Weichert and the preclinical research team employ many of the same tools as clinical oncologists. “Just as state-of-the-art hybrid PET/CT scanning is the gold standard in clinical diagnosis and staging of cancer, hybrid microPET/CT is our gold standard for preclinical studies…Utilizing a micro PET/CT scanner like the Siemens Inveon multimodal system is extremely powerful because it permits direct three-dimensional mapping of biochemical or functional information provided by the tracer onto the precise anatomic structure provided by CT,” he says. In other words, scanning with the multimodal imaging system allows researchers to see the exact location of tumors and their metabolic activity in preclinical research animals.
Staging cancer partially hinges on quantifying the spread of metastatic lesions. CLR1404 appears to be ideally suited to staging because it is taken up by and retained in malignant lesions regardless of location in the body. If the current mechanism that is seen in the preclinical work functions similarly in clinical practice, an oncologist could order a CLR1404 PET scan for a recently diagnosed breast cancer patient. If metastases exist in the brain, bones, lungs or another area, the scan will show CLR1404 uptake in those areas to provide precise staging data. The agent could improve the current FDG staging protocol because it appears to be more specific than FDG and without the complications or confusion caused by the presence of inflammation or scar tissue.

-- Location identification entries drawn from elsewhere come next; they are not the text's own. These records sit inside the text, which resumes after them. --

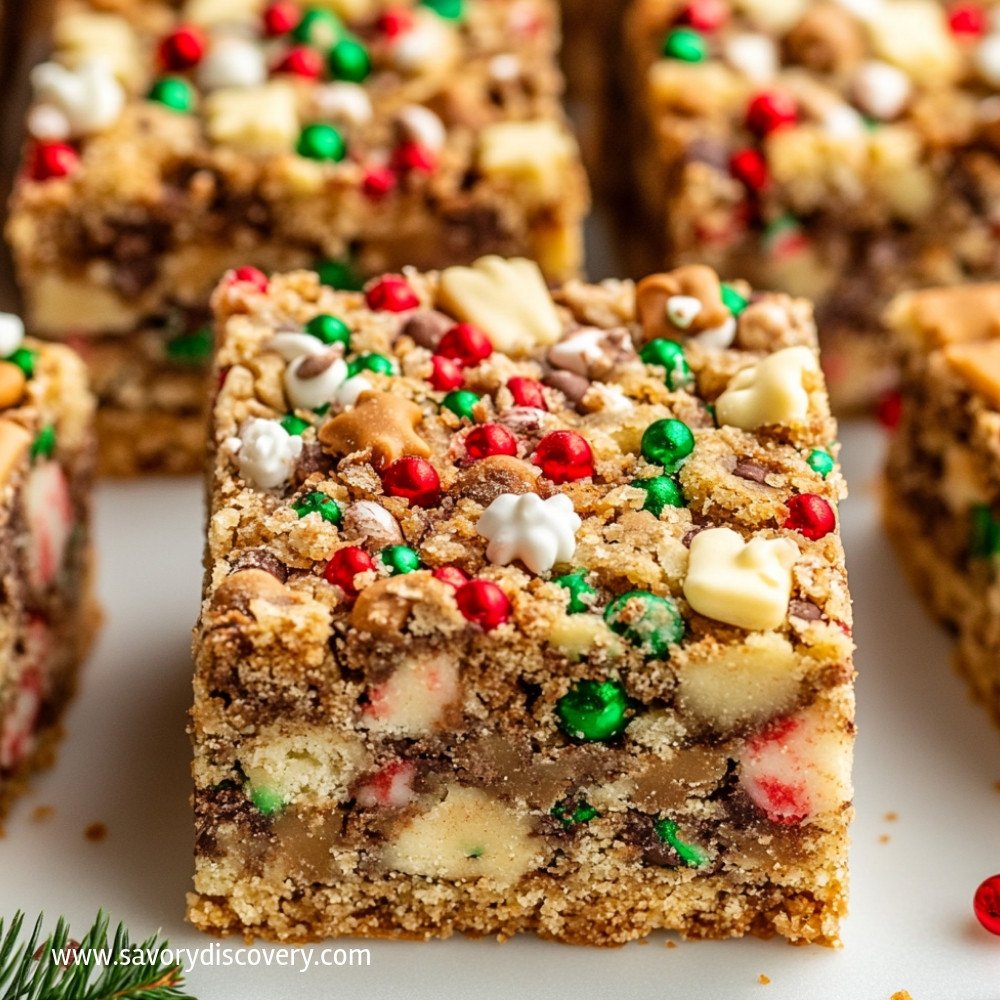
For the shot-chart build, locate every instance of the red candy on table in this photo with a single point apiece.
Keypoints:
(810, 515)
(564, 457)
(391, 293)
(344, 565)
(483, 602)
(490, 439)
(414, 479)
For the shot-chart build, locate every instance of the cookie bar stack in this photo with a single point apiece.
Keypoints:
(842, 151)
(173, 140)
(47, 615)
(523, 611)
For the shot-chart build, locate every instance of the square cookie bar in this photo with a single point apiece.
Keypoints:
(942, 483)
(523, 611)
(173, 140)
(48, 615)
(841, 151)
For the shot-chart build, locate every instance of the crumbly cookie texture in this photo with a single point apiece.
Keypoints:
(841, 151)
(526, 641)
(48, 615)
(942, 482)
(170, 142)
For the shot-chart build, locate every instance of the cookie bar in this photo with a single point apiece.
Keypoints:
(173, 140)
(48, 615)
(523, 611)
(841, 151)
(942, 483)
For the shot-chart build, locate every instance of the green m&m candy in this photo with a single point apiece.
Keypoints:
(593, 710)
(649, 622)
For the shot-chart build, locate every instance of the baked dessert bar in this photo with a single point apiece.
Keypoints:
(48, 615)
(942, 483)
(174, 140)
(841, 151)
(522, 611)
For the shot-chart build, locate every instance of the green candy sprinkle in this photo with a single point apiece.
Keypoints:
(649, 622)
(44, 445)
(349, 60)
(661, 491)
(732, 300)
(461, 402)
(377, 363)
(820, 461)
(318, 28)
(321, 142)
(24, 358)
(581, 593)
(174, 93)
(338, 274)
(400, 559)
(191, 348)
(319, 503)
(667, 443)
(593, 710)
(267, 800)
(693, 857)
(669, 354)
(685, 45)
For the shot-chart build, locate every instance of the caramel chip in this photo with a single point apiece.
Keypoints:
(383, 423)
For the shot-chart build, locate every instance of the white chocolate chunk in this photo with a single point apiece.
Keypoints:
(771, 391)
(255, 119)
(414, 699)
(535, 156)
(746, 584)
(539, 532)
(467, 836)
(507, 299)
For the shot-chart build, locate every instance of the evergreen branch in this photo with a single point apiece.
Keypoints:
(101, 970)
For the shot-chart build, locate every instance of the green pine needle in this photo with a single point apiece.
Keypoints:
(25, 977)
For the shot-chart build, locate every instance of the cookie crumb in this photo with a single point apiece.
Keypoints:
(96, 832)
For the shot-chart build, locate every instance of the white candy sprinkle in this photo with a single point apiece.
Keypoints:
(539, 532)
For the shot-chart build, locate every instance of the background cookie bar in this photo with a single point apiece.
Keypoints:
(522, 611)
(942, 484)
(47, 616)
(842, 151)
(172, 141)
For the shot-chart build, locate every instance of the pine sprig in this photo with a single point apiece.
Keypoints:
(30, 970)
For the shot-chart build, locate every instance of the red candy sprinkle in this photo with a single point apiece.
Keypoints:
(749, 167)
(465, 344)
(810, 515)
(391, 293)
(483, 602)
(50, 160)
(564, 457)
(770, 111)
(344, 565)
(967, 19)
(280, 18)
(986, 904)
(527, 392)
(445, 374)
(450, 575)
(250, 276)
(489, 439)
(182, 49)
(301, 61)
(414, 479)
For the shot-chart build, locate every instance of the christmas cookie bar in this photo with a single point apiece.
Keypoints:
(845, 151)
(523, 611)
(942, 483)
(171, 140)
(47, 617)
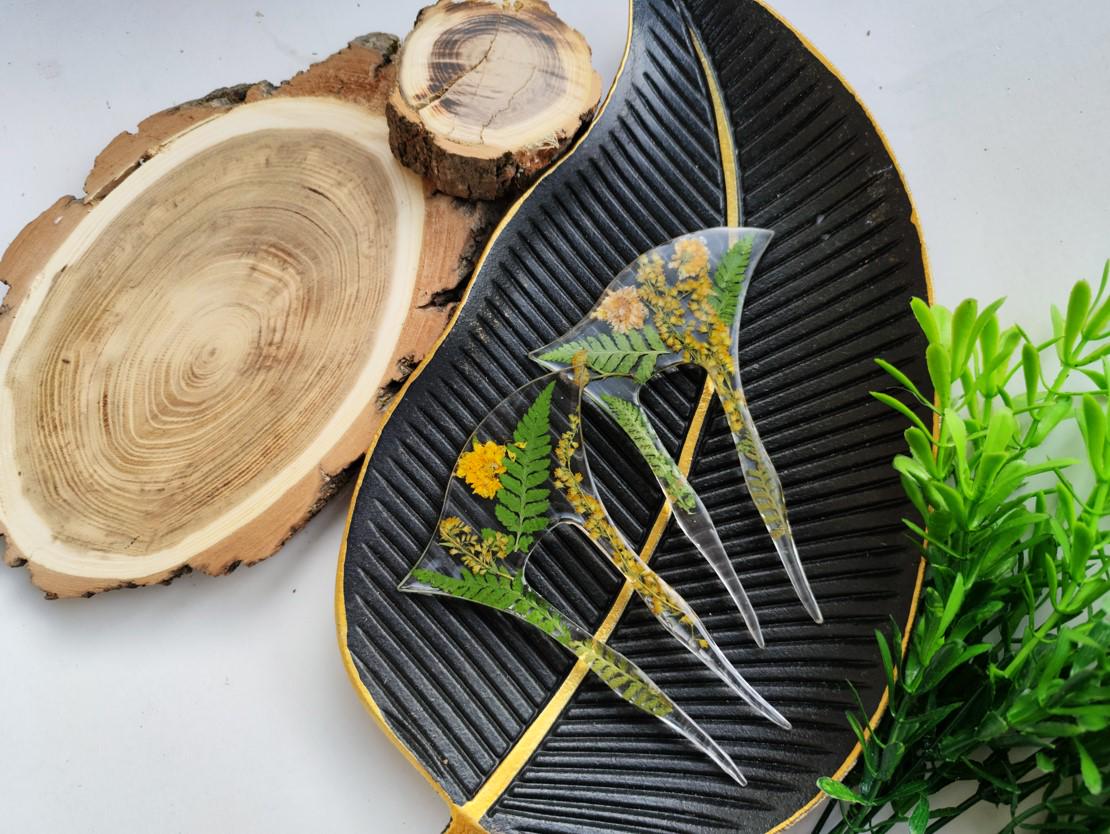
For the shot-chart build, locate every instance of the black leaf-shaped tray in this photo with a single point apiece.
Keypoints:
(719, 114)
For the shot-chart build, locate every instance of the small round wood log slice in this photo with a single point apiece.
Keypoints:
(488, 94)
(193, 355)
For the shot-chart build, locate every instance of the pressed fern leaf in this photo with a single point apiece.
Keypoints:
(631, 418)
(501, 592)
(728, 279)
(624, 679)
(522, 500)
(635, 352)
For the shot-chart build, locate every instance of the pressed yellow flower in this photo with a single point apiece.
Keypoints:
(690, 257)
(482, 468)
(623, 310)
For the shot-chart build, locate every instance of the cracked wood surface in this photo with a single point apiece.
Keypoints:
(488, 94)
(193, 355)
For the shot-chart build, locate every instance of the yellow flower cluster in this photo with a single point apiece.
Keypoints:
(482, 468)
(623, 310)
(478, 553)
(690, 257)
(597, 526)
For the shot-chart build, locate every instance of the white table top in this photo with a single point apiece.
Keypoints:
(221, 704)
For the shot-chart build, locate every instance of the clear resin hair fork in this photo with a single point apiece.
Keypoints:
(522, 473)
(680, 303)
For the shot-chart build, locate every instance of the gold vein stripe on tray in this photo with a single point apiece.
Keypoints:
(466, 819)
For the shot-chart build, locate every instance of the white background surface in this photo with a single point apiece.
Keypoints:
(221, 704)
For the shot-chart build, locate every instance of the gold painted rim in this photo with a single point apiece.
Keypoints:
(466, 817)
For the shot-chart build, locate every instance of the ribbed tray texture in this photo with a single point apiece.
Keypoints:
(460, 684)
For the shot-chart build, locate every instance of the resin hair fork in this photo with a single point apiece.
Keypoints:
(680, 303)
(521, 474)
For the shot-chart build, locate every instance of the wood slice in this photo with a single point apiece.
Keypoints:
(488, 94)
(193, 355)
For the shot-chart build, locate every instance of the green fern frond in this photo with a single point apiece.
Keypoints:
(624, 679)
(522, 500)
(635, 352)
(632, 419)
(501, 592)
(728, 279)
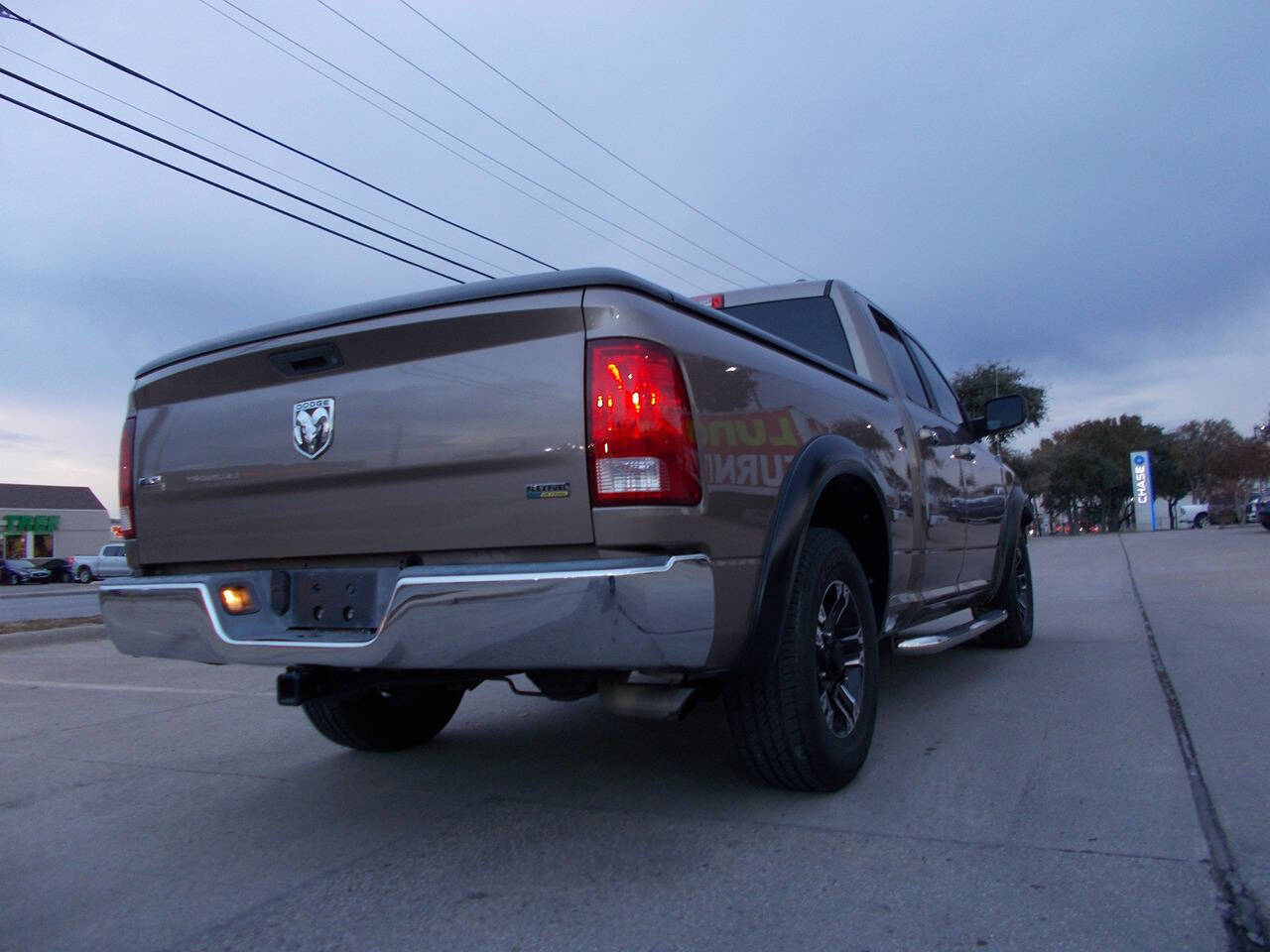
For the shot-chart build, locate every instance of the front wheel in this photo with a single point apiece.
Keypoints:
(384, 717)
(806, 720)
(1016, 598)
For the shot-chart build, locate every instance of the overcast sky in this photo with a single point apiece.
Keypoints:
(1082, 190)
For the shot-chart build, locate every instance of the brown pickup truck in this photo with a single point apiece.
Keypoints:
(583, 479)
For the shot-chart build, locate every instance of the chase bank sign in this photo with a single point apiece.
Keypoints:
(1143, 493)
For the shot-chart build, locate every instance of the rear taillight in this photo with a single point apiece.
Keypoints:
(127, 521)
(643, 448)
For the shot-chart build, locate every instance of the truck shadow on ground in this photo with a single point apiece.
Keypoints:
(503, 746)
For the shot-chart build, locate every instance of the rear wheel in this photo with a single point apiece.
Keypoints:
(384, 717)
(1016, 598)
(806, 720)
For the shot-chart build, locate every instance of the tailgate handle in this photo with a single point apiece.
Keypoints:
(308, 359)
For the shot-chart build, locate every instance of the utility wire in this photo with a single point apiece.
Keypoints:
(598, 145)
(235, 172)
(226, 188)
(249, 159)
(543, 151)
(9, 14)
(451, 149)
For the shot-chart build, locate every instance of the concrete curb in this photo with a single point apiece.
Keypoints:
(51, 636)
(64, 589)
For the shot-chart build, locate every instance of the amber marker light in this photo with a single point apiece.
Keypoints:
(238, 599)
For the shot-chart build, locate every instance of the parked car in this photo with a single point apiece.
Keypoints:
(59, 569)
(21, 571)
(583, 479)
(1194, 513)
(107, 563)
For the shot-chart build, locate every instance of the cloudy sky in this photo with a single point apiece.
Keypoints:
(1079, 189)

Partnerships, process & progress
“The arrangement between University of Wisconsin-Madison and Siemens provides a good opportunity to move ideas off the bench and toward the bedside,” says Weichert, “but also extends it to commercialization whereupon it will hopefully be more beneficial to the general population.” The primary focus of university or laboratory bench research is on the molecular imaging process. University researchers are exploring the agent in conjunction with PET/CT and SPECT scanning. Cellectar, which holds the license to CLR1404, emphasizes the therapeutic development, focusing on labeling the agent with radioactive isotopes for treatment. Siemens’ broad range of imaging tools helps facilitate the transfer from preclinical animal research to human trials and clinical practice. The preclinical Inveon PET/CT scanner operates on the same principles as clinical systems like the Biograph PET•CT family of solutions, offering researchers the resolution and sensitivity necessary to help nurture the development of new agents.
Note: As a founder of Cellectar, which licenses the rights to CLR1404, Jamey Weichert, MD, has a financial interest in this agent.